Does a ’70s Educational Video Hold the Key to POWERS OF X?_2

Writer Jonathan Hickman has a background in graphic design and so he’s likely seen this video many times throughout his education and career. He’s also known for creating immersive infographics and graphs, which populate both of the debut issues. So what else can the Powers of Ten video tell us about the potential future of the six-issue X-Men series? Well, the expansive space storytelling of the first issue echoes the first section of the video, which uses the power of 10 to expand the viewer’s vision into the wild epic landscape of space.

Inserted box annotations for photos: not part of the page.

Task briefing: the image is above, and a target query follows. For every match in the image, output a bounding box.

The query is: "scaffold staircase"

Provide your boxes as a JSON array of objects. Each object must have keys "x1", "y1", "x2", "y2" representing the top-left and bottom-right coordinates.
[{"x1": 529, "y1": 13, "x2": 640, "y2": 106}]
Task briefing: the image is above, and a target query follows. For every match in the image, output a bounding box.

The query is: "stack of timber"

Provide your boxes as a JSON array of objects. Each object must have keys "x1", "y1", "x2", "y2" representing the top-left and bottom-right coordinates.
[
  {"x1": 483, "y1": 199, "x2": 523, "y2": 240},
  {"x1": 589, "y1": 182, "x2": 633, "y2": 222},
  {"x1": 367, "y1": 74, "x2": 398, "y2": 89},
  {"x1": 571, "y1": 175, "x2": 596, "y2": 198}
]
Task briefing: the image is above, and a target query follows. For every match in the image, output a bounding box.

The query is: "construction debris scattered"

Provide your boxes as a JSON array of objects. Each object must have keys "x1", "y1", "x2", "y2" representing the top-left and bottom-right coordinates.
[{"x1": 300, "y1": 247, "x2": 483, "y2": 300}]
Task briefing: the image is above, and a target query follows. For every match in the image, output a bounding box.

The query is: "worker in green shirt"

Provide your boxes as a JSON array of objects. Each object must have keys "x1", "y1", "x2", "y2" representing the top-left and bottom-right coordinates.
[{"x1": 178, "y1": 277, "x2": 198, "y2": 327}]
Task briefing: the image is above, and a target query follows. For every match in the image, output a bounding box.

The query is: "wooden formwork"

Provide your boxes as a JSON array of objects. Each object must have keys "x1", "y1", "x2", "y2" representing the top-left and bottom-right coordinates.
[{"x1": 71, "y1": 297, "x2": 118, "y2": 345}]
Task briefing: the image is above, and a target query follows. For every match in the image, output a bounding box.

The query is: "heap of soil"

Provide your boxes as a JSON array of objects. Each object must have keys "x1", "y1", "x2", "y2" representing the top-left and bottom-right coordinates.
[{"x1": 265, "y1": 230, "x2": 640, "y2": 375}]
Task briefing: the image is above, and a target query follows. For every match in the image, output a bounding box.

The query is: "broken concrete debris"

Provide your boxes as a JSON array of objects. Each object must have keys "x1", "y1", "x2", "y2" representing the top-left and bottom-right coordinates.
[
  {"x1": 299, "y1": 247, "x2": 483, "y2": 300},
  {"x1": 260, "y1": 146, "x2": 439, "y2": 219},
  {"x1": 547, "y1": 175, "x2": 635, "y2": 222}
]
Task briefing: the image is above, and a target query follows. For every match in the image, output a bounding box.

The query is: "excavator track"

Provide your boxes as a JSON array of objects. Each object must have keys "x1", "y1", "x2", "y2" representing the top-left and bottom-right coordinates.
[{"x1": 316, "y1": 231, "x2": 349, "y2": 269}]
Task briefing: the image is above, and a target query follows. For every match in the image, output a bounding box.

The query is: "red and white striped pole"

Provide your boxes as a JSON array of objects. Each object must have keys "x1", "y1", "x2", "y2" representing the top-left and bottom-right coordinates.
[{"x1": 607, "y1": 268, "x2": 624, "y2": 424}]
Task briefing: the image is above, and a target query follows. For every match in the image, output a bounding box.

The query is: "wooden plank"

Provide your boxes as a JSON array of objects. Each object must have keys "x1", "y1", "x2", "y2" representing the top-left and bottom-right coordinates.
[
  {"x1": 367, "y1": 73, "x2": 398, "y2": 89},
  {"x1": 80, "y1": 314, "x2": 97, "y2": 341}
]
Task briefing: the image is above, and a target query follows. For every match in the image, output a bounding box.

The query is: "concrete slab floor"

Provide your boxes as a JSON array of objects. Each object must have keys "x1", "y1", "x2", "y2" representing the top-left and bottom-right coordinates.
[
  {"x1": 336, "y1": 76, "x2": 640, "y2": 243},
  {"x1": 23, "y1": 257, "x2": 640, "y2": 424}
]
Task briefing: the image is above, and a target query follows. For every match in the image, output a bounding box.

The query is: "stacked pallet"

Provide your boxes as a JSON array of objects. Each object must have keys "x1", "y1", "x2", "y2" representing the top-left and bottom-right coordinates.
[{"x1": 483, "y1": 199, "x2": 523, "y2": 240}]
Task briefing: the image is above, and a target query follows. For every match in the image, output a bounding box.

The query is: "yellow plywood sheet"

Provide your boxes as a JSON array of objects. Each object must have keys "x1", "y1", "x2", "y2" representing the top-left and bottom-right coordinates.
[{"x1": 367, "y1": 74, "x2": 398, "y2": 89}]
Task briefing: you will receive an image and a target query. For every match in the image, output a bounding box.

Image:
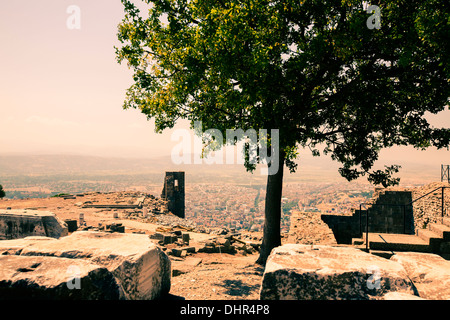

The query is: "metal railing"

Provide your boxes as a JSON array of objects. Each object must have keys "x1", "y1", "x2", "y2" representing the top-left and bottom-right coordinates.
[{"x1": 359, "y1": 186, "x2": 450, "y2": 251}]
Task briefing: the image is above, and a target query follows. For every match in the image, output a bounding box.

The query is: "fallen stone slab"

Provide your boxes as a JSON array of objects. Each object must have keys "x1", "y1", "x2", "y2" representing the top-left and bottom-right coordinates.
[
  {"x1": 0, "y1": 209, "x2": 68, "y2": 240},
  {"x1": 391, "y1": 252, "x2": 450, "y2": 300},
  {"x1": 172, "y1": 257, "x2": 202, "y2": 277},
  {"x1": 3, "y1": 231, "x2": 171, "y2": 300},
  {"x1": 260, "y1": 244, "x2": 414, "y2": 300},
  {"x1": 0, "y1": 255, "x2": 124, "y2": 300}
]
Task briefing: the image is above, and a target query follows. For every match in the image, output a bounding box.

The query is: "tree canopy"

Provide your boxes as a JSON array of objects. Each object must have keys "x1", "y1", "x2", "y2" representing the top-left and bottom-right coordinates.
[
  {"x1": 116, "y1": 0, "x2": 450, "y2": 262},
  {"x1": 0, "y1": 184, "x2": 6, "y2": 199}
]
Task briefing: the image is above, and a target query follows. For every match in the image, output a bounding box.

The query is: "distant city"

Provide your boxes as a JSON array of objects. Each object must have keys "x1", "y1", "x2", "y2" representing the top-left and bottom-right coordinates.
[{"x1": 0, "y1": 156, "x2": 439, "y2": 231}]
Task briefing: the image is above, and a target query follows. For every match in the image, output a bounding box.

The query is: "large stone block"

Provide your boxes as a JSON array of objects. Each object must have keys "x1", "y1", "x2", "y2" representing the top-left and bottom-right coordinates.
[
  {"x1": 0, "y1": 210, "x2": 68, "y2": 240},
  {"x1": 0, "y1": 255, "x2": 124, "y2": 300},
  {"x1": 260, "y1": 244, "x2": 414, "y2": 300},
  {"x1": 0, "y1": 231, "x2": 171, "y2": 300},
  {"x1": 391, "y1": 252, "x2": 450, "y2": 300}
]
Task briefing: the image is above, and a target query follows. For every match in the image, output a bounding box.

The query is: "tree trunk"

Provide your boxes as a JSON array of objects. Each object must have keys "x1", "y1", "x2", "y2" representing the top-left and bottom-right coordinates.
[{"x1": 256, "y1": 150, "x2": 285, "y2": 265}]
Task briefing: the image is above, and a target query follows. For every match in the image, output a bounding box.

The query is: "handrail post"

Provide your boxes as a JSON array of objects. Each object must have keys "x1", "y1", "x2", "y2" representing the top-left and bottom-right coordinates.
[
  {"x1": 441, "y1": 187, "x2": 445, "y2": 224},
  {"x1": 403, "y1": 204, "x2": 406, "y2": 234},
  {"x1": 366, "y1": 208, "x2": 369, "y2": 252},
  {"x1": 359, "y1": 203, "x2": 362, "y2": 237}
]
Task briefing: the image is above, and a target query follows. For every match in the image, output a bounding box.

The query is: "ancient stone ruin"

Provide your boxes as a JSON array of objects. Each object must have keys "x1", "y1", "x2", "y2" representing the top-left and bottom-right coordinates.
[{"x1": 161, "y1": 171, "x2": 185, "y2": 218}]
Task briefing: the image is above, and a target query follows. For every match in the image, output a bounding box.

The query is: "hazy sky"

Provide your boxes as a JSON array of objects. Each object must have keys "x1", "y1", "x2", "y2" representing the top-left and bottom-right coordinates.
[{"x1": 0, "y1": 0, "x2": 450, "y2": 172}]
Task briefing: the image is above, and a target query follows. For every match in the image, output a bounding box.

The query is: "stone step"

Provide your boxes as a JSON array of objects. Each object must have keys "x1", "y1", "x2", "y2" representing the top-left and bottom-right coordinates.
[
  {"x1": 443, "y1": 217, "x2": 450, "y2": 227},
  {"x1": 369, "y1": 233, "x2": 432, "y2": 252},
  {"x1": 417, "y1": 229, "x2": 444, "y2": 252},
  {"x1": 428, "y1": 223, "x2": 450, "y2": 241}
]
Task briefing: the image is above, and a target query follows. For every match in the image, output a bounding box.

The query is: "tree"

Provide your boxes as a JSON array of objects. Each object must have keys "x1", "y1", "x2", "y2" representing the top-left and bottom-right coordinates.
[
  {"x1": 116, "y1": 0, "x2": 450, "y2": 264},
  {"x1": 0, "y1": 184, "x2": 6, "y2": 199}
]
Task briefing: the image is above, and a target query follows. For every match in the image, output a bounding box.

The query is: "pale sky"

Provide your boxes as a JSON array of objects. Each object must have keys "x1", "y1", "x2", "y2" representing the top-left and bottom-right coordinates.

So it’s pretty likely that the second issue might revert that, either using the same technique to go even further into the past or perhaps, just like the video, inside the bodies and inner workings of the mutants at the center of the story, especially with the mysterious medicines that Xavier has created as a way to get humankind to recognize the sovereignty of Krakoa and the mutants.

We’ll have to wait until the series is done to truly find out the impact. But for now, have fun watching the Eames’ masterpiece and dissecting just what it could mean for the X-Men.